Feuerstättenbescheid

Im Gesetz über das Berufsrecht und die Versorgung im Schornsteinfegerhandwerk (Schornsteinfeger-Handwerksgesetz, SchfHwG) finden sich in Teil 1, Kapital 3, § 14 Ausführungen zu „Durchführung der Feuerstättenschau und Erlass des Feuerstättenbescheids durch bevollmächtigte Bezirksschornsteinfeger“.
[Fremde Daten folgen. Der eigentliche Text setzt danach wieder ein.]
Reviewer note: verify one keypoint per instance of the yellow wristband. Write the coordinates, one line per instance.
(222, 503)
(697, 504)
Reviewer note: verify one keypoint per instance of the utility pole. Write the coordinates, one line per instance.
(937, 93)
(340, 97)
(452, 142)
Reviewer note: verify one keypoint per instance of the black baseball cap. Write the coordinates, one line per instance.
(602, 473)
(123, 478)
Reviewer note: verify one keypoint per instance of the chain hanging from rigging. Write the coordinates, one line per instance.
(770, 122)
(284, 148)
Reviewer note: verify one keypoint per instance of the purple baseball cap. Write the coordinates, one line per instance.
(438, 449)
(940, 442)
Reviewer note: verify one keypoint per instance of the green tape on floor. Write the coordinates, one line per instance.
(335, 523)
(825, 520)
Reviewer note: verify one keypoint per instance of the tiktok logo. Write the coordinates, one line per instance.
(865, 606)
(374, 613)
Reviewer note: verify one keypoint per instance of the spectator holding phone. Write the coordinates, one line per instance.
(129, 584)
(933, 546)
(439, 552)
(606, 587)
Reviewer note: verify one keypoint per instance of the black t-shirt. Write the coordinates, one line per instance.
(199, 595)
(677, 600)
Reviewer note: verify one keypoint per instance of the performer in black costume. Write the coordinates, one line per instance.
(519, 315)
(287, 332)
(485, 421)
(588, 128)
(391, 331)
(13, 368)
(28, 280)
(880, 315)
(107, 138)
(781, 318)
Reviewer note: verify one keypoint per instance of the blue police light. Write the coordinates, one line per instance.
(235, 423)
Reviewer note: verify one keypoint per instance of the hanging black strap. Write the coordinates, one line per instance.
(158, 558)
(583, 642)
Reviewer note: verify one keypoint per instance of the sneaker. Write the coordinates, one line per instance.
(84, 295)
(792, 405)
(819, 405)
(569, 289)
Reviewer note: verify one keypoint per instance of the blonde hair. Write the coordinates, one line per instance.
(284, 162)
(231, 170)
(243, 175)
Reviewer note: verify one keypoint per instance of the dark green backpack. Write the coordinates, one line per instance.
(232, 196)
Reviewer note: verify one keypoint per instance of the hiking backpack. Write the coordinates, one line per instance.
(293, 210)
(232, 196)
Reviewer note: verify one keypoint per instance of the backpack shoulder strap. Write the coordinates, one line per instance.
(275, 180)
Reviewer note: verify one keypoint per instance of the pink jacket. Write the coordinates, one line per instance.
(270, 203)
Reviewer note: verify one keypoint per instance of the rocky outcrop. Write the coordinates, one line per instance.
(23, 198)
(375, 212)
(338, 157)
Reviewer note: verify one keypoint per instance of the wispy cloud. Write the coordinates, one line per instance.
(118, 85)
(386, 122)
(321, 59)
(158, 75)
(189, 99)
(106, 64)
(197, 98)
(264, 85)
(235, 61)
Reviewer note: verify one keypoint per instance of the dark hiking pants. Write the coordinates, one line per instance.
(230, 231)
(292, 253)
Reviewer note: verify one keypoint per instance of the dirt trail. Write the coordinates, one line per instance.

Inhalt der Feuerstättenschau

Die Feuerstättenschau ist im Prinzip eine Begutachtung aller Feuerungsanlagen in einem Haus. Dabei werden auch die dazu gehörenden Abgasanlagen, Ofenrohre, Schornsteine oder auch Zuluftleitungen begutachtet. Diese Begutachtung wird durchgeführt, um Schäden oder Mängel frühzeitig zu erkennen und so dafür zu sorgen, dass die Feuerungsanlage sicher betrieben werden kann. Deshalb werden alle Feuerungsanlagen in der Feuerstättenschau berücksichtigt, also auch diejenigen, die nicht regelmäßig überprüft oder gereinigt werden. Auch die Daten zu den Feuerstätten (Alter der Heizung, Staubemissionen und Ähnliches) werden notiert. Außerdem umfasst die Feuerstättenschau auch Ausstiegsluken, Sicherheitseinrichtungen für den Schornsteinfeger auf dem Dach wie Laufbohlen oder auch Leitern.

Intervalle

Bis 2013 wird die Feuerstättenschau alle fünf Jahre durchgeführt. Mit dem neuen Schornsteinfeger-Handwerksgesetz wurden die Zeiträume verkürzt. Dann muss in sieben Jahren (die Dauer, für die ein Bezirksschornsteinfeger bevollmächtigt wird) zwei Mal eine Feuerstättenschau erfolgen und zwar in einem zeitlichen Abstand von mindestens zwei Jahren. („Eine Feuerstättenschau darf frühestens im dritten Jahr nach der jeweils vorhergehenden Feuerstättenschau durchgeführt werden.“) Eine neue Feuerstättenschau muss unabhängig von diesen Intervallen immer dann erfolgen, wenn sich wesentliche Änderungen ergeben haben.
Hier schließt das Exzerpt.